ハーマンは、作品と観者(受け手)の両方があって初めて「物」としての芸術作品が完結するのだということを、水素と酸素によって「水」になるという比喩で表現する。水の性質は、水素と酸素の性質には還元できない。水の性質は、水素の性質と酸素の性質との単純な足し合わせではない。だから「芸術」は、物としての「作品」にも、観者(受け手)にも還元できない出来事として起こる。

(だがここでも、重要なのは、と言うか生々しいのは、右側の水素と酸素の「出会い」による変質であり、左で認識される「水」ではないだろう。)

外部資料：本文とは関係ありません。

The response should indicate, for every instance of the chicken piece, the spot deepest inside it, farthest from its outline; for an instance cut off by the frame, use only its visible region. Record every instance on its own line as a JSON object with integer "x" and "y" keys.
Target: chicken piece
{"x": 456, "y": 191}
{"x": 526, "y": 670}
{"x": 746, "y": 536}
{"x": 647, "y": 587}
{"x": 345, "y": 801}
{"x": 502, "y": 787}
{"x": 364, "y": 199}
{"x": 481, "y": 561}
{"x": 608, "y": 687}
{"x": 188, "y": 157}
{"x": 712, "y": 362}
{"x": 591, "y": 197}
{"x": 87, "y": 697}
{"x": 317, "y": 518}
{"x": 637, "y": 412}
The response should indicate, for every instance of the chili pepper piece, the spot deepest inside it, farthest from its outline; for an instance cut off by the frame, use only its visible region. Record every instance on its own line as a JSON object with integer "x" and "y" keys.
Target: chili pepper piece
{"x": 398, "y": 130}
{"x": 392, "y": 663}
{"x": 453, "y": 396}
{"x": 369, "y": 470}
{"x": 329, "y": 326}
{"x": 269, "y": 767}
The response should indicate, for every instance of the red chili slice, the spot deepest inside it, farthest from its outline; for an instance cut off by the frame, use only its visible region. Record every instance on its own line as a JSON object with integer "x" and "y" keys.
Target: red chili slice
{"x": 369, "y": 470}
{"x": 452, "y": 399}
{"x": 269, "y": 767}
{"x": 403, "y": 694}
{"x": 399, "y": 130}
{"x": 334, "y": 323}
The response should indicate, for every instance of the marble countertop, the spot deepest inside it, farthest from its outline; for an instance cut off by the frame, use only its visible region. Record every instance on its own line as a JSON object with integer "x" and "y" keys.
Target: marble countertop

⚫︎追記(スペースを無理やり付け足したので、見づらい図になってしまっているが…)。さらに「批評」ということになると、もう一つ階層が上がって、抽象度が増し、作品から遠くなる。おそらく、「社会」に接続し、「社会的」に流通し得るのは、この「批評」のレベルからであろう。故に「批評」は重要だが、だからこそ、その射程が、どこまで広く、深く、下の階層にまで届いているのかということが大きな問題となる。